2020年のファースト・アルバム『Walls』はミリオン・セールスを突破、また21年に行った配信ライヴが男性ソロ・アーティストにおける配信コンサートの最多視聴記録を更新してギネス世界記録に掲載されるなど、着実にソロ・アーティストとしての存在感を大きくしているルイ・トムリンソン。この12月で31歳を迎える彼の約3年ぶりとなるアルバム『Faith In The Future』は、これからの未来を信じるために〈選択〉し、〈変化〉した姿を刻む作品にしたかったと語る。
「年齢を重ねるごとに、〈選択〉と〈変化〉という2つは、自分に大きく関係するようになってきた。実際に、周囲はもちろん自分自身の変化もたくさん目にしてきたしね。その2つは成長するための大切な要素だと思う。もっと大人になって、もっと責任感を強くするうえで、欠かせないものなんだ。だから、このアルバムのテーマは、この2つがメイン。それと同時に、〈未来を信じている気持ち〉も込められている」。
アルバムのプロデューサーには、The 1975などを手掛けるマイク・クロッシーを筆頭に、ロブ・ハーヴェイ(元ザ・ミュージック)やセオ・ハッチクラフト(ハーツ)ら錚々たる顔ぶれが参加。力強いバンド・サウンドをベースに、耽美で壮大な雰囲気の漂うロックなナンバーから、ワン・ダイレクション時代を連想させるキラキラしたポップ・トラックまで、ルイがこれまで〈選択〉した道のり、輝かしい未来に向けた〈変化〉へ思いを巡らせる楽曲が揃っている。

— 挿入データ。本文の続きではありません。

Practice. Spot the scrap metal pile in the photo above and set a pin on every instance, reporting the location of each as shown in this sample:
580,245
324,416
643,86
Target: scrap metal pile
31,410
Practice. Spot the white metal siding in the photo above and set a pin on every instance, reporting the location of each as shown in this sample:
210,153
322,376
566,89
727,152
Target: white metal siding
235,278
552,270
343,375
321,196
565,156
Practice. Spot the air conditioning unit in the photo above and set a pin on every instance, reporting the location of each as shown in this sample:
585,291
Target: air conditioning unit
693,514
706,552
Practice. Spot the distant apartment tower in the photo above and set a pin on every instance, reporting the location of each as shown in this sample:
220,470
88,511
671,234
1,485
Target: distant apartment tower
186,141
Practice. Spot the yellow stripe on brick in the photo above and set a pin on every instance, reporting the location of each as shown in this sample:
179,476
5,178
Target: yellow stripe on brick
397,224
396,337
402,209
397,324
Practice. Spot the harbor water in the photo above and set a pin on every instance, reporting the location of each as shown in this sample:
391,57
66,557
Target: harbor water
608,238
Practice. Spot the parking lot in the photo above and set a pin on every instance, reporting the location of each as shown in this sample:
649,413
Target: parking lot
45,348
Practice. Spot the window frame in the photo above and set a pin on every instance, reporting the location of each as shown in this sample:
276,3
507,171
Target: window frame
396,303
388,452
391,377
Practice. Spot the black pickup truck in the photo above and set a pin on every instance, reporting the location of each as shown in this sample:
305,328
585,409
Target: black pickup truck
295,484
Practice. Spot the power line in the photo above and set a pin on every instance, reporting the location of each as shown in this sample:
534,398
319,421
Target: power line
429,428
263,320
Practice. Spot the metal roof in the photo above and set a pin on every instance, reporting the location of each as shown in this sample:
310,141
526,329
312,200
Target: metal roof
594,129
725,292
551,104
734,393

「意識的に影響を受けたと思う音楽はあまりないんだ。今回、自分の頭の中に目標としてあったのは、サウンドというよりはフィーリングだったんだよね。興奮を与えてくれるようなサウンドを作りたいという意識。そしてもうひとつは、前作から進化したサウンドを作るということ。なかには、自分がこれまで聴いたり表現してきた音楽が自然にサウンドに描かれているのかもしれない。でも、それは意識的ではなくて、オーガニックに出てきたものなんだ」。
なかでも、徐々にサウンドスケープが広がるスタジアム・ロック風の先行シングル“Bigger Than Me”は、30代になったからこそ書くことのできた楽曲になったと語る。
「あの曲を書くには、ある程度の人生経験が必要だと思うから。ツアーの経験が増えるほど、その時間が、ファンの皆さんだけでなく自分にとっても大切な時間であることをしっかり認識できるようになった。たぶん5年前だったらその心境には辿り着けなかったと思うんだ。今回のアルバムには、そんな曲がいくつかある」。
また、バラード調なイントロから、徐々にスピードを増していく展開が痛快なピアノ・ロック“Silver Tongues”は、ルイのこれからを示すことができたというお気に入りのナンバーだという。
「曲そのものが、自分が音楽的に進もうとしているその先を示していると思う。僕のサウンド的な未来が伝わる曲なんじゃないかな。でも、これはあくまでも現時点のお気に入りであって、リスナーのみんなも同じだと思うんだけど、ツアーでパフォーマンスしたり、時間を重ねていくうちに、新たなフェイヴァリットが出てくるかもしれない」。
この『Faith In The Future』を完成させたことによって、これからの30代という時間が充実したものになりそうだと、期待を膨らませるルイ。
「ようやくシンガー、ミュージシャンとして自信を持つことができているいい状態になった。いままでこういうフィーリングは感じたことがなかったんだ。だから、自分のキャリアがこれからどうなっていくか、次のチャプターが本当に楽しみ。またツアーをするのも待ちきれなくて、特に早く日本でライヴをしたいんだ。これはお世辞で言っているわけではなくて、実は(ワン・ダイレクション時代に)来日した際にアカペラで“Story Of My Life”を歌ったことがあるんだけど、あれは人生において本当にスペシャルな光景だった。それを上回る素晴らしい思い出を、皆さんとまた作りたいんだ」。
ルイ・トムリンソン
91年生まれ、英国はドンカスター出身のシンガー。オアシスやアークティック・モンキーズなどを聴いて育ち、2010年に参加したオーディション番組「Xファクター」の脱落をきっかけにワン・ダイレクションを結成。翌年のデビュー・シングル“What Makes You Beautiful”を皮切りに世界的な人気を獲得する。2016年よりグループが活動休止に入ると、2017年に“Back To You”で正式にソロ・デビュー。2020年1月のファースト・アルバム『Walls』は全英4位を記録した。その後も話題を集めるなか、セカンド・アルバム『Faith In The Future』(BMG/ワーナー)をリリースしたばかり。